A Brook Trout Species Profile
The Brook Trout – one of the most sought-after fish for fly fishermen across the United States. Their reputation for being difficult to catch, paired with their beautiful coloration and patterns, keep fly-fisherman mesmerized and coming back time and time again. Despite the name, the Brook Trout is actually a member of the “Char” family, which includes Arctic Char, Lake Trout, Bull Trout, and Dolly Varden.
Brooke Trout naturally occur in eastern North America, from Newfoundland as far south as Georgia, and as far west as Minnesota. They can be found in small, clear, cold streams and ponds in both mountainous headwaters and coastal areas. Brook Trout have very particular habitat requirements, including water with temperatures not exceeding 66 F, well-oxygenated waters, and a mixture of swift-moving water and still pools.

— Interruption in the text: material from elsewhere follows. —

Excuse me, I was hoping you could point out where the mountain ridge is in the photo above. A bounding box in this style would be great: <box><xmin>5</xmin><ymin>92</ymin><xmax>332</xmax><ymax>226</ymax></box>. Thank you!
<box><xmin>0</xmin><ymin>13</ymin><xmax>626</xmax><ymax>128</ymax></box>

Dependent upon the area, Brook Trout spawn during the late summer and fall months. During this time the males become aggressive and try to push females into shallow waters. The males also undergo a drastic color change, as their underbelly turns a bright orange-red during the spawn.
Other behavior of these trout varies greatly based on their environment. Some coastal populations known as “sea run trout” will spend parts of their life in a marine environment. While other populations can live their whole lives in small mountain streams and headwaters.
Similar to their behavior, the size and length of Brook Trout can vary greatly depending on their habitat. Some Brook Trout can exceed 5 lbs, but most are much smaller.
The spectacular coloration of the Brook Trout entails an olive/dark green back adorned with duller squiggly lines, providing unique camouflage from above. The fish becomes lighter in hue down the sides, which are scattered with distinct blue spots with red halos mixed in with yellow circles, creating a striking pattern. The belly is typically and yellowish-orange color, which can change to a darker red during the spawn.
Targeting Brook Trout
There are countless reasons for fishermen to love pursuing these fish: their ability to put up a fight, their beautiful coloration and patterns, and the variety in the habitat in which they live. Overall, the Brook Trout put up a valiant challenge for any fly fisherman.
An early morning start is often a good idea when targeting Brook Trout, as they can often be found most active at dawn and duck. These trout have a diverse diet consisting of aquatic insect larvae, worms, terrestrials, other fish, and even small amphibians and reptiles. Fly patterns vary based on the time of year and location.
For us here at Outdoor Stamps, the Brook Trout holds a special spot in our hearts. As we are a company based in Virginia, the Brook Trout is our state fish, and we have certainly spent countless hours roaming around the Appalachian foothills in search of these gorgeous creatures.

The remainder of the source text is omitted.